El silencio, la falta de acompañamiento y el “lo que no se ve, se ignora” como vía de escape son los peores enemigos del proceso de duelo y de la canalización de los sentimientos de forma adecuada. La comunicación y la claridad, por el contrario, acercan a los niños/as a la realidad y les ayudan a expresar el dolor y asimilar la pérdida de forma sana y tranquila.
En tierra extraña
La cultura construye nuestra personalidad. Todo el ambiente que nos envuelve (la sociedad, la familia, la lengua, etc.) nos construye como individuos. La emigración y/o el exilio conllevan irremediablemente una lejanía respecto a ese contexto del que se parte y ciertos aspectos de la cultura se pierden o se deben dejar en un segundo plano. Esa pérdida provoca un duelo migratorio cuyas características son muy similares a las del duelo por la muerte de un ser querido. El duelo migratorio está plagado de incertidumbre y confusión respecto a los códigos del país de acogida, de cambios personales, de vulnerabilidad, de rabia, de malestar, de añoranza por la lejanía del país y la cultura de origen y de un gran cúmulo de cosas que se extrañan como la familia, los amigos, la ciudad, los sabores, el clima, la identidad…

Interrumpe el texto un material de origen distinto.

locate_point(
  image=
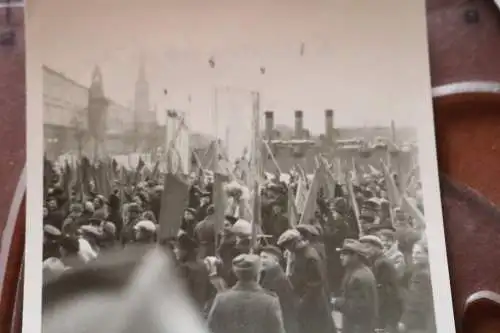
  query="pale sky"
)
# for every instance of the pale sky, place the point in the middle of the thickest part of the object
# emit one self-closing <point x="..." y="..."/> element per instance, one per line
<point x="365" y="59"/>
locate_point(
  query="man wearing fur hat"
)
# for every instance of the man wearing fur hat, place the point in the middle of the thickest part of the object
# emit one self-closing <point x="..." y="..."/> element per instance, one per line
<point x="132" y="217"/>
<point x="389" y="298"/>
<point x="273" y="278"/>
<point x="204" y="233"/>
<point x="308" y="279"/>
<point x="358" y="302"/>
<point x="247" y="307"/>
<point x="193" y="271"/>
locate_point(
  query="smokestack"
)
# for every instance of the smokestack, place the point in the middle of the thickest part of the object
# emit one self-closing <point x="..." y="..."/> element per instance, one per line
<point x="269" y="116"/>
<point x="329" y="125"/>
<point x="299" y="124"/>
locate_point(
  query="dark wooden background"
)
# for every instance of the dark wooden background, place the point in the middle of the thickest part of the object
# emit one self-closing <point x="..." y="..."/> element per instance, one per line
<point x="464" y="45"/>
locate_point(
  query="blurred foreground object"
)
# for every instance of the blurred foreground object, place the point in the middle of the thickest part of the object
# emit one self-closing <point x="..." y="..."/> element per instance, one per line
<point x="472" y="232"/>
<point x="126" y="291"/>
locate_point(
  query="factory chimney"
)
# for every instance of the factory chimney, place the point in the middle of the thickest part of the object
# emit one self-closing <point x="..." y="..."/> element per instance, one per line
<point x="269" y="117"/>
<point x="299" y="124"/>
<point x="329" y="130"/>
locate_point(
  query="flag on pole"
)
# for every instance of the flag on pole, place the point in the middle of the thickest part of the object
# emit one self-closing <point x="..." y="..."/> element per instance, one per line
<point x="173" y="202"/>
<point x="312" y="195"/>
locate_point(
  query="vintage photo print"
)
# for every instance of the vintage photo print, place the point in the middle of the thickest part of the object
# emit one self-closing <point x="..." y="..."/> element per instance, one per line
<point x="228" y="166"/>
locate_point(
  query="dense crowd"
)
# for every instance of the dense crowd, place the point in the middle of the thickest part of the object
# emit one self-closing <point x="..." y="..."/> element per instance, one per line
<point x="359" y="265"/>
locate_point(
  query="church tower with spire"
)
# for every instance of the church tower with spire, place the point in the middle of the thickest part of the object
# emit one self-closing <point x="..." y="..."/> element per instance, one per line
<point x="97" y="112"/>
<point x="144" y="115"/>
<point x="141" y="99"/>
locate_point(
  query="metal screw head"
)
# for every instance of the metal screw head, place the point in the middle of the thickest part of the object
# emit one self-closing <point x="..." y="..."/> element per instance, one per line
<point x="471" y="16"/>
<point x="8" y="37"/>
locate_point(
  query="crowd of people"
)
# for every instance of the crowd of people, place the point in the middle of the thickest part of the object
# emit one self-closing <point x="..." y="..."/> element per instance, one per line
<point x="342" y="271"/>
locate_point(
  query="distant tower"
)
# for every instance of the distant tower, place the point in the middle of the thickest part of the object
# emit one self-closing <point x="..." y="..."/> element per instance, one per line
<point x="142" y="110"/>
<point x="97" y="112"/>
<point x="141" y="101"/>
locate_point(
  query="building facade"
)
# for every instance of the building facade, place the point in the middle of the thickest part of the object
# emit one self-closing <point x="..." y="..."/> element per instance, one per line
<point x="66" y="118"/>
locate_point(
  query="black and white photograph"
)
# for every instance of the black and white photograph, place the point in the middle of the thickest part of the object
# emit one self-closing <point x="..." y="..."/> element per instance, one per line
<point x="222" y="166"/>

Pero procesado adecuadamente, al igual que el duelo personal, finalmente se llega a la aceptación de la pérdida y a la reconciliación con lo que se deja atrás y con uno mismo/a.
El encierro de las emociones
En mi opinión, lo peor de la película es la falta de empatía que genera el protagonista en el espectador/a a pesar de la tragedia sufrida. En cierto modo esto es debido al mutismo y a la represión del dolor que mantiene el protagonista sobre sus emociones.
A pesar de ello, podríamos decir que es un personaje verosímil y creíble, sobre todo si tenemos en cuenta la falta de educación emocional recibida por la gran mayoría de los varones, la cuál es explicada a la perfección por la Asociación de Hombres por la Igualdad de Género (AHIGE):
“La gran pérdida que hemos tenido los hombres a causa de los mandamientos del patriarcado, ha sido el mundo de las emociones. Se nos cría desde muy pequeños para que seamos fuertes, valientes, vigorosos, audaces, etc. Esto es incompatible con la posibilidad de sentir determinadas emociones, que intrínsicamente, llevan aparejadas la inseguridad, el miedo, la frustración. (…) Así pues, el hombre aprende desde muy pequeño a tapar sus emociones. De tal modo y tan bien lo hace que, cuando llega a adulto, el problema es que la mayoría de los hombres ya ni siquiera son capaces de identificar lo que sienten y, por supuesto, mucho menos de expresarlo y mantener una relación madura con sus propias emociones y con las de los/as demás”.
Dicho esto, parece lógico pensar que la actitud de Bashir Lazhar y su hermetismo no tienen nada que ver con la frialdad ni con la impasibilidad ante la muerte, sino que es fruto de un proceso de aprendizaje que enseña a los hombres a no expresar de forma abierta sus emociones, sino a callarlas, anularlas o negarlas, por considerar que ciertas manifestaciones emocionales son propias de mujeres (llorar, tener miedo, sentirse inseguro, etc.) y chocan con el modelo de masculinidad imperante.
Por lo tanto, Profesor Lazhar es una historia sobre múltiples duelos: el duelo por la pérdida de un ser querido, el duelo migratorio, duelos personales, duelos comunitarios… Todo ello sumado al dolor que comporta la represión de las emociones. Y es que, como dice Maruja Torres, “ser fuerte no consiste en superar el dolor sino en aprender a convivir con él” y de eso precisamente nos habla este film, de supervivencia más allá del sufrimiento.